1. En la casa de una familia surcoreana, todos estaban reunidos alrededor de la mesa del comedor para celebrar el cumpleaños de uno de los hijos. Había un enorme bizcocho decorado, regalos y sonrisas, pero uno de los hermanos permanecía sentado en silencio, mirando aquella escena con los ojos llenos de lágrimas. No era la primera vez que su padre preparaba una gran celebración para su hermano mientras a él lo ignoraba completamente. Durante años había intentado comprender aquella diferencia, pero cada cumpleaños terminaba sintiéndose menos querido por su propio padre. Esa noche ya no pudo contenerse y, mientras veía cómo todos felicitaban a su hermano, se levantó y preguntó entre lágrimas por qué él nunca recibía el mismo cariño.

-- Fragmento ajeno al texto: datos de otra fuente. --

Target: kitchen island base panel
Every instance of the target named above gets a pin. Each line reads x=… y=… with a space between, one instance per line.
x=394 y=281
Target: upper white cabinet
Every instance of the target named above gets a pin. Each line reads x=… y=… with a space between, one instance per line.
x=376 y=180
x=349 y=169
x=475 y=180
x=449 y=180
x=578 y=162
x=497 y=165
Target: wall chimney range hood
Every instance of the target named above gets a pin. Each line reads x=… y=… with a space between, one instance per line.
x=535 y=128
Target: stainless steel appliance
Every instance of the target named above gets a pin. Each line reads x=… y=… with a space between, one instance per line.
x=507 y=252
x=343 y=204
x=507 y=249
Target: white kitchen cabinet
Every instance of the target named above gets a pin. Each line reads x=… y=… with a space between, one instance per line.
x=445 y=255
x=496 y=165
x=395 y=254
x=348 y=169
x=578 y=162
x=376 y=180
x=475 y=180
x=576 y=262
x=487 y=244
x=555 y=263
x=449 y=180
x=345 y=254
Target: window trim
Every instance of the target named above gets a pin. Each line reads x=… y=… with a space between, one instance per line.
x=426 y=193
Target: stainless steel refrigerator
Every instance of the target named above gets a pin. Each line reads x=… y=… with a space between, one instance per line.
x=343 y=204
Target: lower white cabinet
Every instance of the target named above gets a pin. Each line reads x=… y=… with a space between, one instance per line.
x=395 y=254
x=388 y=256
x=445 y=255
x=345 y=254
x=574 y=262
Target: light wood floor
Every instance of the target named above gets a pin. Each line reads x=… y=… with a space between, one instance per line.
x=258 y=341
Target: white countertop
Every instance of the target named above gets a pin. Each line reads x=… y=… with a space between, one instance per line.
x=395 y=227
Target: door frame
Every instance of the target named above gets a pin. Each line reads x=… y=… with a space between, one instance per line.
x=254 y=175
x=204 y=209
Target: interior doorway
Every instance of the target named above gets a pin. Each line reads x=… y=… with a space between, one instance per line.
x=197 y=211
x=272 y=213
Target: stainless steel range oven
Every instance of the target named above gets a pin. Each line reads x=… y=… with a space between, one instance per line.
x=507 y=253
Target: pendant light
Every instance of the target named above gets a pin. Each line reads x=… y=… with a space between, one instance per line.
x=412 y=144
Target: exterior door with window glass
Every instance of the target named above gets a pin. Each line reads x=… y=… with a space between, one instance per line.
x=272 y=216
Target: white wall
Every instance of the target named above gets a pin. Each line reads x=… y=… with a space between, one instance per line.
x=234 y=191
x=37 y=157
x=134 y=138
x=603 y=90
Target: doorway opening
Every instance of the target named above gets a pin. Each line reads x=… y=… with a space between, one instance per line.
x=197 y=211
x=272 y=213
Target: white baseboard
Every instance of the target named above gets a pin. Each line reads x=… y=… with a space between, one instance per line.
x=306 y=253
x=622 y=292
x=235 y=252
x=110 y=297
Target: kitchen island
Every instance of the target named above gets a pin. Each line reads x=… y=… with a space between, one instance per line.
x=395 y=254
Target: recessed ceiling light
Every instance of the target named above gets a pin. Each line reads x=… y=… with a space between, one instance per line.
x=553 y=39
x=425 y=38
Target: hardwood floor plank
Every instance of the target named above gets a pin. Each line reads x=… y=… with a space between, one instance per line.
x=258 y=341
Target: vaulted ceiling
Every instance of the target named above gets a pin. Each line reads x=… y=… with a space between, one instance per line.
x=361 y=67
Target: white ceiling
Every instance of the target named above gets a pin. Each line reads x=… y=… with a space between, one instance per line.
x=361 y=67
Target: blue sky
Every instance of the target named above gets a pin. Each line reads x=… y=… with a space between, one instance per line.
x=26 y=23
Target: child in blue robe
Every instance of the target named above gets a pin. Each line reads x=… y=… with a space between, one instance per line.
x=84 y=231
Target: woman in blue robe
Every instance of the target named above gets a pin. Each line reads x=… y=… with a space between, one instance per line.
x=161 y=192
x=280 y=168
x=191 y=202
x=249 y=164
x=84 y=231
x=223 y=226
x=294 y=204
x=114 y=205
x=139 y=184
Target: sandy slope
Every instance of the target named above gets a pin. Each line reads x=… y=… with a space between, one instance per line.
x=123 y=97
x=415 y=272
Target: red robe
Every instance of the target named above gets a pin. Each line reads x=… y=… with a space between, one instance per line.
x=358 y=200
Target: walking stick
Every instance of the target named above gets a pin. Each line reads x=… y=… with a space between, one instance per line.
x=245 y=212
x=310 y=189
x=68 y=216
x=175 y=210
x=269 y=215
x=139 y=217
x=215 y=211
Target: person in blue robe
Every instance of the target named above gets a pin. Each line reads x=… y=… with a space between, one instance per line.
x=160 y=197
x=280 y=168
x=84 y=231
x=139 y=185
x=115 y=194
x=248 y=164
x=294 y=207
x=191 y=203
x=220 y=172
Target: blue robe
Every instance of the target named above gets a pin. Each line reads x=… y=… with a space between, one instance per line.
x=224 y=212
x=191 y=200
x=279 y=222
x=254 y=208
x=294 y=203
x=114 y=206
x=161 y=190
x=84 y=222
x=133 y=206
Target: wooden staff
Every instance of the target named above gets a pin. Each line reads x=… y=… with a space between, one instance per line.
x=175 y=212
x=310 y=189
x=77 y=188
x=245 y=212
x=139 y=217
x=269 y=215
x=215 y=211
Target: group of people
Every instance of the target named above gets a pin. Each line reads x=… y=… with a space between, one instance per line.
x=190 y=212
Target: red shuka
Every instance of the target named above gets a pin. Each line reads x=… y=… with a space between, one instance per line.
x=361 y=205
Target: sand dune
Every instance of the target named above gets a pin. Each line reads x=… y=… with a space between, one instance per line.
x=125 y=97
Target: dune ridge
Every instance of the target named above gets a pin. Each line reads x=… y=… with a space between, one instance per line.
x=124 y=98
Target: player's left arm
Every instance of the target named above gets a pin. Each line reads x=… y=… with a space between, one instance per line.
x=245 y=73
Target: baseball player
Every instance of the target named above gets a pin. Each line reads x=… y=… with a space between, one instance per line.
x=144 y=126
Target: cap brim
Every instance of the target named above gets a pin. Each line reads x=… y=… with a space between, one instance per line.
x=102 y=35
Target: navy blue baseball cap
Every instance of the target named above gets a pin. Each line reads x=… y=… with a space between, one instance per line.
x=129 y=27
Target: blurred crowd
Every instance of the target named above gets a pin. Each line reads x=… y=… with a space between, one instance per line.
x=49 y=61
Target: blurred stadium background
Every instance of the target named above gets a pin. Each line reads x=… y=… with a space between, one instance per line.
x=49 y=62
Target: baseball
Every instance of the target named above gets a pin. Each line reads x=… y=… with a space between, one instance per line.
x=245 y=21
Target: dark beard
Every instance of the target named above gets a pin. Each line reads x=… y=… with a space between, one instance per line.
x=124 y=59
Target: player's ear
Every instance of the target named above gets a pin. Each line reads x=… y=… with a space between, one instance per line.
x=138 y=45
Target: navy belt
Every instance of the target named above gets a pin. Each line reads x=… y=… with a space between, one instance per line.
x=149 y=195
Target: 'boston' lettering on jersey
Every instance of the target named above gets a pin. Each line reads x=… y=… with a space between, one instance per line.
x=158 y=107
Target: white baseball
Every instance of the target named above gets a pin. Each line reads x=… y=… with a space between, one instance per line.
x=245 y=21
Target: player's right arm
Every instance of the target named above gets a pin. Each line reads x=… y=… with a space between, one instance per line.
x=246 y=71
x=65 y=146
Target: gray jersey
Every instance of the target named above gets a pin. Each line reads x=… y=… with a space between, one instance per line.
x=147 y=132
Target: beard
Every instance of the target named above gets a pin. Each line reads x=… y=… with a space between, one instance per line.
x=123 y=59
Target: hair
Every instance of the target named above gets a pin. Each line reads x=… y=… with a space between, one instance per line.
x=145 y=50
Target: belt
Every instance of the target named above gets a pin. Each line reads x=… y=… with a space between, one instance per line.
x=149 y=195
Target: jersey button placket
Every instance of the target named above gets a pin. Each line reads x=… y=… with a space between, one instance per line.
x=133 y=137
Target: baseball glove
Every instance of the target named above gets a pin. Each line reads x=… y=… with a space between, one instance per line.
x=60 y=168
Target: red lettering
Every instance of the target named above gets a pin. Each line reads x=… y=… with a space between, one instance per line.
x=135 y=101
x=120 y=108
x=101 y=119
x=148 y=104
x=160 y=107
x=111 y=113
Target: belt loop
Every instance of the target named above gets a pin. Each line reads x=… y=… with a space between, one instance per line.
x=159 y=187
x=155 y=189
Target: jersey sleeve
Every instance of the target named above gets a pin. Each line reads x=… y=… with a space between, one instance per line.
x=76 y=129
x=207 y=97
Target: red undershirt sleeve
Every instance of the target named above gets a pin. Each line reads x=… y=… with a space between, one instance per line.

2. Su padre, en lugar de abrazarlo, respondió con dureza que dejara de comportarse como un niño y que no hiciera una escena delante de toda la familia. Aquellas palabras terminaron de romperlo. El hijo comenzó a llorar con más fuerza y le reclamó que siempre había tratado a su hermano como si fuera especial, mientras que con él solamente había tenido críticas y exigencias. En medio de la discusión golpeó la mesa con rabia y el enorme bizcocho terminó cayendo al suelo. Los familiares quedaron paralizados. El padre, cegado por la ira, se acercó y le dio una bofetada a su hijo adulto. El joven se llevó la mano al rostro y, llorando, le preguntó cómo podía tratar así a alguien que solamente quería sentirse amado por su padre.
3. El hijo salió de aquella habitación convencido de que su padre nunca lo había querido. Durante los días siguientes decidió alejarse de la familia y dejó de contestar sus llamadas. Mientras tanto, el padre comenzó a sentirse cada vez más débil, pero ocultaba su estado de salud de todos. Una noche, mientras buscaba unos documentos en la habitación de su padre, el hijo encontró una carpeta médica escondida. Al abrirla, descubrió varios informes que hablaban de una enfermedad grave. Al principio pensó que se trataba de un error, pero después encontró nuevos documentos y comprendió que su padre llevaba tiempo enfrentándose a una enfermedad terminal.
4. Desesperado, el hijo buscó a su padre y le exigió saber por qué había ocultado algo tan importante. Entonces el hombre finalmente confesó la verdad. Sabía que su enfermedad podía quitarle la vida y tenía miedo de dejar a su hijo demasiado dependiente de él. Por eso había decidido tratarlo con dureza, exigirle más que a los demás y evitar demostrarle demasiado cariño. Su intención, aunque había causado un enorme dolor, era que su hijo aprendiera a ser fuerte y pudiera enfrentarse al futuro sin él. El padre confesó entre lágrimas que cada vez que rechazaba una celebración o aparentaba ser indiferente, sufría por dentro, pero pensaba que así estaba preparando a su hijo para cuando él ya no estuviera.
5. El hijo quedó completamente destrozado al comprender que detrás de tantos años de rechazo había existido un secreto que nunca imaginó. Abrazó a su padre y le dijo que no necesitaba que lo hiciera fuerte alejándolo, sino que necesitaba tenerlo a su lado mientras todavía pudiera. El padre lloró y reconoció que había cometido un error al confundir fortaleza con falta de cariño. Aquella noche, frente al bizcocho que habían comprado nuevamente, padre e hijo finalmente pudieron hablar sin gritos ni reproches. La verdad había salido a la luz: el padre no lo había tratado así porque quisiera menos a su hijo, sino porque sabía que su tiempo podía estar llegando a su fin y quería dejarlo preparado para continuar su vida.